If this were all about skill, Vick never would have been in jail to begin with.
This isn’t 2001, when he was embraced by a punch-drunk franchise in a lampooned sports city. This isn’t 2004 when he brought the Falcons to within a victory of the Super Bowl and was given a $130 million contract.
In 2009, Michael Vick is not a hero or a marketing centerpiece. He is an ex-felon and a marketing pariah.
He will be vilified by half the fans in the city he plays in and most fans everywhere else. He will have every move scrutinized by a public and media ready to pounce and mock and an NFL commissioner, Roger Goodell, who didn’t like being lied to.
He will be in a locker room where most teammates will say the right thing, something like, “He’s served his time.
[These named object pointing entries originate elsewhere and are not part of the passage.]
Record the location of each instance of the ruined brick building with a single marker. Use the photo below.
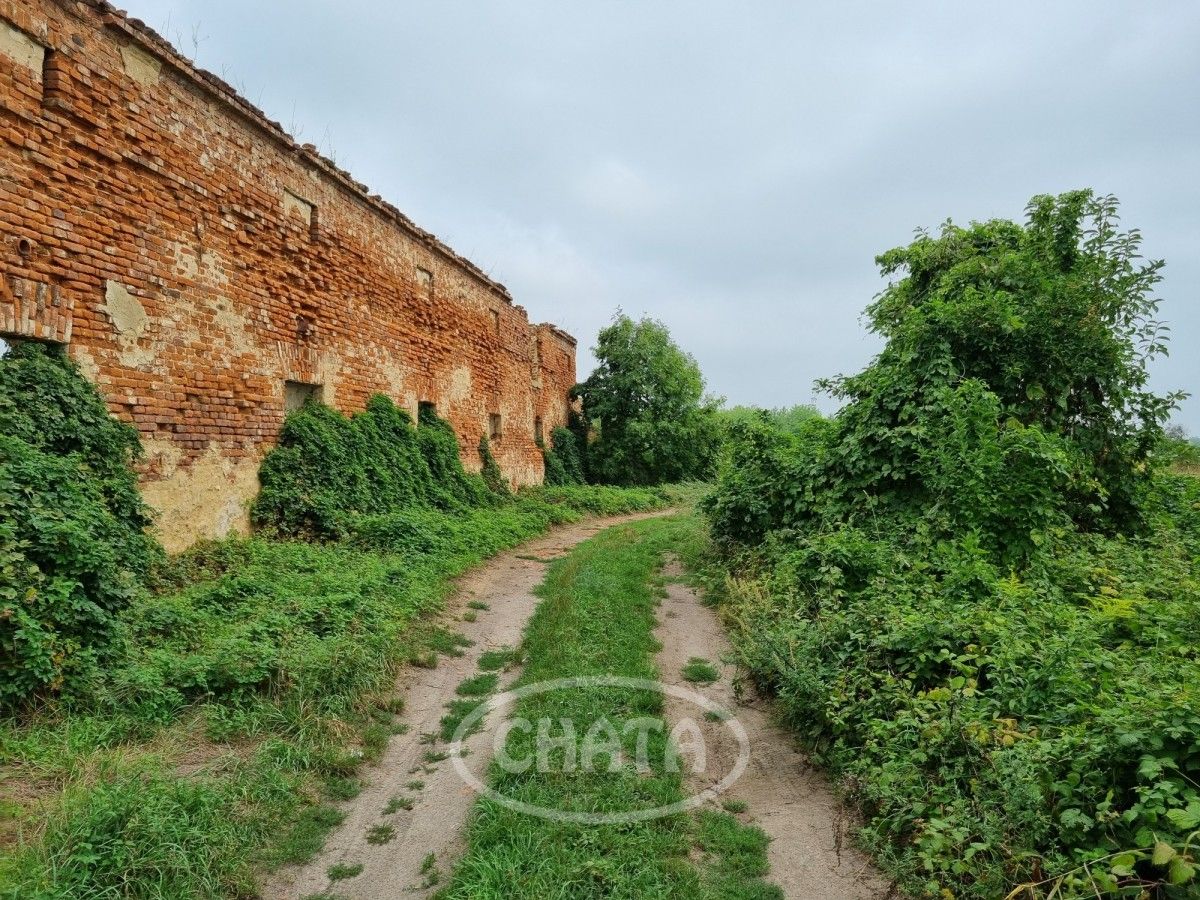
(209, 274)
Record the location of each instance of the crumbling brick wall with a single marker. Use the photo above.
(196, 261)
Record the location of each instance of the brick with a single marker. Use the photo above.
(143, 173)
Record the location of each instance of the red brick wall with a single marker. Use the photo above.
(195, 258)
If he can help us win, I support him.”
But those same players will then step outside and see the picket signs, the news crews, the elephants, the 17 clowns trying stuff themselves into a Volkswagen and maybe that same plane that two years ago circled the field at Falcons’ training camp with a banner reading: “New Team Name: Dog Killers.” And they will think, “I don’t need this. We don’t need this. I wish he was someplace else.”
The success of any pro athlete, particularly an NFL quarterback, is not fast legs or a strong arm. It’s all of those things Vick failed miserably at: leadership, work ethic, resolve, toughness, maturity, teamwork, character.
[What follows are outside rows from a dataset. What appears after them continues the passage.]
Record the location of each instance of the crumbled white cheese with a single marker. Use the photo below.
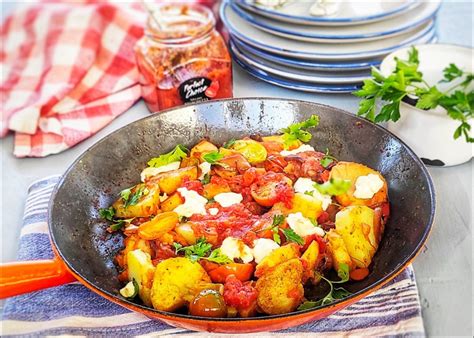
(193, 203)
(236, 248)
(152, 171)
(303, 226)
(303, 185)
(262, 247)
(226, 199)
(205, 169)
(213, 211)
(367, 186)
(300, 149)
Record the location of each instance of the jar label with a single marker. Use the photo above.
(194, 90)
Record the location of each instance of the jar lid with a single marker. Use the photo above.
(179, 22)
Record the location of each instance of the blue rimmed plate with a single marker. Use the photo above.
(364, 32)
(299, 75)
(307, 64)
(242, 30)
(351, 13)
(296, 85)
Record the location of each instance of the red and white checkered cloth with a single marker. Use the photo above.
(68, 69)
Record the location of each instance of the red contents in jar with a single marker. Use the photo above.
(184, 61)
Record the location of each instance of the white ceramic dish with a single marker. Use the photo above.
(430, 133)
(289, 73)
(244, 31)
(409, 21)
(352, 13)
(308, 64)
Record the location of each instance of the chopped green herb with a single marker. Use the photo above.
(213, 157)
(298, 131)
(176, 155)
(107, 213)
(407, 80)
(206, 179)
(292, 236)
(229, 143)
(334, 187)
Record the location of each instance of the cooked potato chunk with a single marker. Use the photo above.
(143, 201)
(276, 257)
(309, 206)
(338, 250)
(202, 148)
(281, 290)
(174, 282)
(141, 269)
(158, 225)
(351, 171)
(170, 181)
(357, 228)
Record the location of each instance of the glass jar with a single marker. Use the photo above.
(182, 58)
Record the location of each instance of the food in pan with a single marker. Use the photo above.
(247, 228)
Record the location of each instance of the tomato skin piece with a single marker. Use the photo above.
(272, 188)
(242, 272)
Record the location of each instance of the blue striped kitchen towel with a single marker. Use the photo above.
(74, 310)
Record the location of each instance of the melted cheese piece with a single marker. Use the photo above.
(262, 247)
(367, 186)
(300, 149)
(226, 199)
(152, 171)
(303, 226)
(205, 169)
(303, 185)
(193, 203)
(236, 248)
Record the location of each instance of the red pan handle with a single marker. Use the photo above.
(17, 278)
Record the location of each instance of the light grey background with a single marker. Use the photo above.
(444, 267)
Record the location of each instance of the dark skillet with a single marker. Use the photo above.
(114, 163)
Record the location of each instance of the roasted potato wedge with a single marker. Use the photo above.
(309, 206)
(202, 148)
(338, 250)
(147, 204)
(174, 283)
(141, 269)
(277, 256)
(170, 181)
(281, 290)
(357, 228)
(351, 171)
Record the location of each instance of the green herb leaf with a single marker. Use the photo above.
(206, 179)
(176, 155)
(213, 157)
(218, 257)
(229, 143)
(107, 213)
(298, 131)
(334, 187)
(292, 236)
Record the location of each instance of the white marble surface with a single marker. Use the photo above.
(444, 267)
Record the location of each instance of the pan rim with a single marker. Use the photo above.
(339, 303)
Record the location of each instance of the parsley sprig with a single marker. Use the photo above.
(199, 250)
(407, 80)
(298, 131)
(176, 155)
(334, 293)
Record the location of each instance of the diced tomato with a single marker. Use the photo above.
(272, 188)
(195, 185)
(239, 295)
(242, 272)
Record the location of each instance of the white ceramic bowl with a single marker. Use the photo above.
(430, 132)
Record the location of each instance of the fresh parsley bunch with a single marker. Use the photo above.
(405, 80)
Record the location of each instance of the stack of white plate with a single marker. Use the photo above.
(331, 54)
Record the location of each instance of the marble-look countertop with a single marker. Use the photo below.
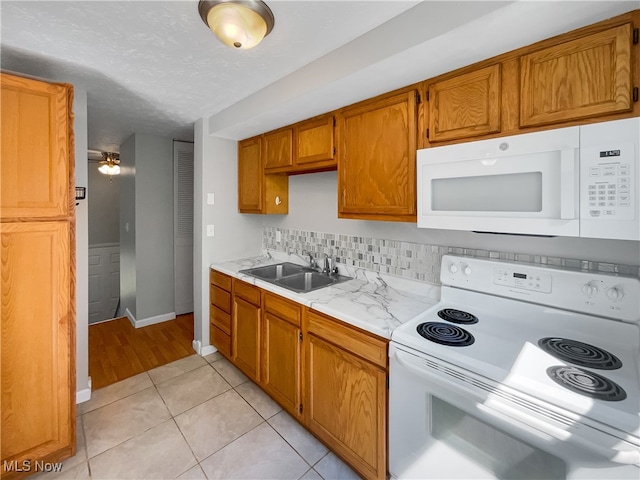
(372, 301)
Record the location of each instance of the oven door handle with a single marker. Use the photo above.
(508, 415)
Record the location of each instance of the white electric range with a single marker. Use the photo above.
(519, 371)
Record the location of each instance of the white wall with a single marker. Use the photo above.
(236, 235)
(83, 390)
(313, 205)
(104, 207)
(128, 226)
(154, 227)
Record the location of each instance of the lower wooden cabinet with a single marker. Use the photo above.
(281, 352)
(330, 376)
(346, 396)
(246, 327)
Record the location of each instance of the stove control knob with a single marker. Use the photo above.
(589, 289)
(615, 294)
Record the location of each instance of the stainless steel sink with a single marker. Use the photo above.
(295, 277)
(274, 272)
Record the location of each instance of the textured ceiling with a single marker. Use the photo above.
(154, 67)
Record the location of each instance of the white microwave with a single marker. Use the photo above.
(573, 182)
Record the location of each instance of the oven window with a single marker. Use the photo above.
(494, 451)
(513, 192)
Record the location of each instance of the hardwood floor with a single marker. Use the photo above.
(117, 350)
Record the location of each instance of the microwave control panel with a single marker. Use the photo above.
(608, 181)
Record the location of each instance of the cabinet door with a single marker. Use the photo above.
(377, 159)
(36, 141)
(314, 143)
(346, 406)
(281, 362)
(246, 337)
(582, 78)
(38, 342)
(277, 149)
(467, 105)
(250, 176)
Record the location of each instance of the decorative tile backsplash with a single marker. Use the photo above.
(416, 261)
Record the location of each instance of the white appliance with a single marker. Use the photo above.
(575, 181)
(519, 371)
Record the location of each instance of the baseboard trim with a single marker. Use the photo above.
(130, 316)
(83, 395)
(208, 350)
(145, 322)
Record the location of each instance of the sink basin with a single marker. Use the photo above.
(294, 277)
(274, 272)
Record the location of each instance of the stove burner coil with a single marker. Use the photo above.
(578, 353)
(445, 334)
(587, 383)
(457, 316)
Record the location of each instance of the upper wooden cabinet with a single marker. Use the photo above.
(278, 149)
(258, 192)
(314, 144)
(377, 159)
(466, 105)
(582, 78)
(36, 144)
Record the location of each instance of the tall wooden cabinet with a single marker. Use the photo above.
(38, 274)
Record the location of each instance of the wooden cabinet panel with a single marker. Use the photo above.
(582, 78)
(278, 149)
(219, 339)
(250, 176)
(258, 192)
(467, 105)
(246, 337)
(36, 144)
(377, 159)
(38, 342)
(346, 406)
(314, 143)
(281, 362)
(220, 305)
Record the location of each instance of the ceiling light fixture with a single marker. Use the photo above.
(110, 164)
(237, 23)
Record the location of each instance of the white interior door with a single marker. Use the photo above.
(183, 225)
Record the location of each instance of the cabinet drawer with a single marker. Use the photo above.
(220, 298)
(283, 308)
(220, 319)
(220, 279)
(220, 340)
(369, 347)
(243, 290)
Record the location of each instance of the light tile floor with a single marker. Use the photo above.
(196, 418)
Michael Vick’s failure as a quarterback had very little to do with his passing accuracy. It had almost everything to do with the intangibles. Vick must come by them in the worst of circumstances. He must come by them when our last memory of him was looking feeble in a season-ending game at Philadelphia, accepting no responsibility for going 2-6 down the stretch and losing 14 of his last 24 starts. He once reacted to the pressure by giving the middle finger to fans at a home game. He all but threw his coach, Jim Mora, and teammates under the bus after that loss to the Eagles. Then he began his off-season with a suspicious water bottle at the Miami airport, was eventually let go by police and rather than breathe a thankful sigh of relief, he suggested maybe somebody was trying to frame him.
Leaders don’t do that. Any of that.
If Vick can return, if he can endure the taunts and grow up and flash any semblance of the magic he once showed us on a football field, this comeback story will top all others.
Unfortunately, the backdrop suggests otherwise. And at least in prison, there has been solitude.